False Ideas about James, the Son of Alphaeus
Because of the insistence that Mary remained a virgin her entire life, the Catholic Church goes through some crazy hermeneutical gymnastics that include this James. Their argument goes like this:
- Mary remained a virgin her entire life, with Jesus being her only child.
- Therefore, the “brothers” of Jesus (James, Joses, Simon, and Judas) weren’t really His “brothers,” but cousins.
- The woman named “Mary” who was the mother of James and Joses1 was not the mother of Jesus, but the sister of the Virgin Mary. 2
- The mother of James and Joses is the wife of Cleopas.
- Therefore, Cleopas (who is to be identified with Alphaeus) was the Virgin Mary’s brother-in-law, and the father of four of the apostles: James the less, Judas [the brother] of James, Simon the zealot, and Matthew.3
This whole line of argumentation starts with a false premise, and continues to make false claims and assumptions to try to back it up.
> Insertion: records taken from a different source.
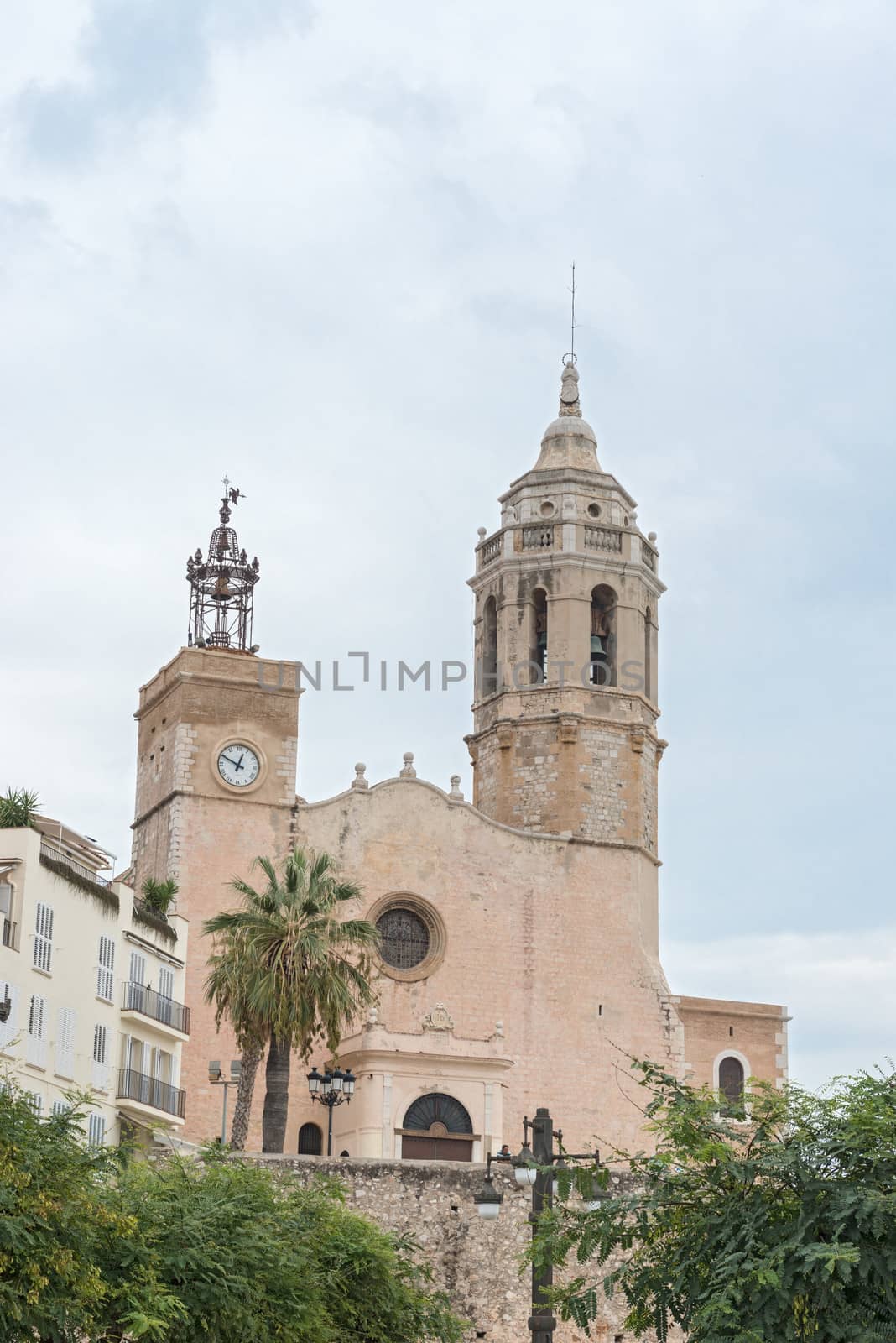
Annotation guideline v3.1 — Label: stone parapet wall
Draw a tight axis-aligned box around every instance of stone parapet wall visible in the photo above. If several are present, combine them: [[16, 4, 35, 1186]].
[[253, 1157, 643, 1343]]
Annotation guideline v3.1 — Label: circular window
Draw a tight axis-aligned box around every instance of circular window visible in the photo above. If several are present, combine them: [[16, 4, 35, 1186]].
[[367, 891, 445, 980], [377, 909, 430, 969]]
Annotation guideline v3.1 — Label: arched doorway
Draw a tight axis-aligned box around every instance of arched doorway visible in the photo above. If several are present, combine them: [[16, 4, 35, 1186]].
[[401, 1092, 473, 1162], [300, 1124, 323, 1157]]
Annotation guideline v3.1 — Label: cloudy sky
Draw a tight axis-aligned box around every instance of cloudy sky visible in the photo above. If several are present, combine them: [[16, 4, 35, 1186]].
[[0, 0, 896, 1084]]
This whole idea is proven false by the following:
- Matthew 1:25 says that Joseph didn’t “know” (have sexual relations with) Mary until after Jesus was born. This means that after Jesus was born, they did. Thus, she was not a perpetual virgin.
- The “brethren” of the Lord are mentioned repeatedly as being with Mary, the mother of Jesus.4 So, instead of these adult males being with their own mother (who was still alive), they went everywhere with their aunt?!? Such an idea is ridiculous.
- Those who knew Jesus said that He was the “son of Mary, the brother of James, and Joses, and Judah, and Simon” and that his sisters also lived there.5
- No rational parent would name two daughters with the same name—Mary did not have a sister named Mary.
- There were four women mentioned in John 19:25, not three: Mary, her sister (Salome), Mary the mother of Cleopas’ children, and Mary Magdalene.
- After Jesus selected the twelve apostles, his “brethren” still did not believe in Him.6 Therefore, neither James, nor Judas, nor Joses, nor Simon (all named as “brethren” of the Lord) could have been among the apostles.7 Nor could Matthew have been a brother of the Lord, for he was one of the twelve that had already been chosen.
In short, James, the son of Alphaeus, was not the brother of the Lord, nor were any others among the twelve.
Traditions About James, the Son of Alphaeus
The Genealogies of the Twelve Apostles claims that James was of the tribe of Gad.8
One tradition says that James was preaching in Jerusalem, which angered the Jews greatly, and they drug him before Claudius,9 making accusations against him, and Claudius commanded him to be stoned to death.10
Most of the traditions surrounding James come from the Catholic Church, which wrongfully identifies him as James, the brother of the Lord.11
-Bradley S. Cobb
1 Matthew 27:56; Mark 15:40.
2 This is based on a misreading of John 19:25, which lists four women. The Catholic Church claims there is only three: Mary, her sister (also named Mary), and Mary Magdalene.
3 Bishop Lightfoot argues this, though it goes against the evidence given in John 7:5, and the fact that Matthew is never mentioned in the listing of Jesus’ “brothers.”
4 Matthew 12:46-50; 13:55.
5 Mark 6:3.
6 John 6:70-71 shows that Jesus had already selected the twelve apostles; and just five verses later, John informs us that His brethren still didn’t believe in Him. Thus, James the son of Alphaeus cannot be one of the “brethren” of the Lord.
7 See also John 7:3, where the brethren of Jesus distinguish between themselves and the disciples of Jesus; showing that they did not consider themselves to be among that group.
8 See Budge, Contendings of the Apostles, vol. 2, page 50.
9 Whether this is supposed to be the Roman Emperor, or some local ruler (like Herod), isn’t stated in the text from which this legend comes.
10 See “the Martyrdom of Saint James,” in Budge, Contendings of the Apostles, Vol. 2, pages 264-266.